WWII GI brides celebrate role in American history
BOSTON — Peabody resident Simone Howland still remembers the moment she met her late husband 68 years ago.
Howland, 87, was just 19 when her home city of Brussels, Belgium, was reeling from the destruction of World War II.
“You couldn’t take a step outside without meeting (a GI),” Howland told the Herald last week.
“My husband (Edward Howland) walked by and said, ‘Hey girl.’ That did it for me. I went right to him,” she said. “I was really in love with him the day I met him. I know that now.”
Howland is one of the thousands of foreign-born women who married American GIs between 1942 and 1952.
This weekend, 80 brides, war babies and family members are expected to gather for the WWII War Brides Association reunion at the Hilton Back Bay.

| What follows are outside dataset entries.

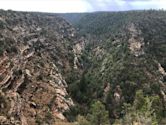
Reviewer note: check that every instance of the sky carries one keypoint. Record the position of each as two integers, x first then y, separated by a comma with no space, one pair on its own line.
63,6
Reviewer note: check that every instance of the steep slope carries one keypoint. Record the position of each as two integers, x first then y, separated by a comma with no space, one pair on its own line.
36,51
129,57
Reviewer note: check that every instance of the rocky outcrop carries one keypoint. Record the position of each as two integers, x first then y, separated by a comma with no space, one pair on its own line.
32,84
136,43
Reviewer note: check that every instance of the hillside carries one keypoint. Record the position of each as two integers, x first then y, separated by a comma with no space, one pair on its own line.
36,53
83,69
127,56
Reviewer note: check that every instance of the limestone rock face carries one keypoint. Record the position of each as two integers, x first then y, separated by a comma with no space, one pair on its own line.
34,56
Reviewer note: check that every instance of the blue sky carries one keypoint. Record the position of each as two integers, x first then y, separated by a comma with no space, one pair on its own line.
81,5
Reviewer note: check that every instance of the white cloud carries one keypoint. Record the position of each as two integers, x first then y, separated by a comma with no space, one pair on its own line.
46,5
80,5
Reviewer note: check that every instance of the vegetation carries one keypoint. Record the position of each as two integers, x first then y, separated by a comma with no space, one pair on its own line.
110,62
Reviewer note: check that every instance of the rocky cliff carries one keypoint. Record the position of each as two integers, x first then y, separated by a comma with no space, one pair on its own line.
36,51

“They are a unique part of our American history,” said Diane Reddy, a war baby and president of the association.
According to the book “War Brides of World War II” by Elfrieda Shukert and Barbara Scibetta, nearly 200,000 women from continental Europe married American GIs during the war and the years immediately after.
Despite differences in language and nationality, the brides describe themselves as a sisterhood.

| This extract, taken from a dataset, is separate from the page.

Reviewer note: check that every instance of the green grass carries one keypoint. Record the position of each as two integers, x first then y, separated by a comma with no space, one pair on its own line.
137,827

“I have always had the feeling from the very first that war brides have an -awful lot in common,” said Ina Lothrop, 86, a German bride living in Salem. “There is a pioneer spirit in us. ... Saying goodbye to mother and father and a country you may never see again.”
By saying “I do,” German and Belgian brides were forced to renounce their citizenship.
Like Howland, Lothrop was just 19 when she met her husband, Thomas Lothrop, a member of the Army Signal Corps working as a civilian in Ina’s native Berlin. The couple married in 1947. He passed away in the late 1970s.
The association has 400 members, but as the generation ages fewer are able to attend gatherings.
Ashaway, R.I., resident Lonny Hammond still makes the journey at age 87 to reconnect with other brides.
“We took a chance, I thinka big chance. But I never regretted it. I never did. I love America even now,” the Berlin, Germany-raised Hammond told the Herald.
“We talk about everything you can think of. We always exchange when we met our husbands,” Hammond said.
Hammond married her husband, Asa “Zeke” Hammond, a soldier stationed in Berlin, in 1948 when they were both 23. He passed away four years ago.
“They said it would never last,” Hammond said. “We were married for 60 years.”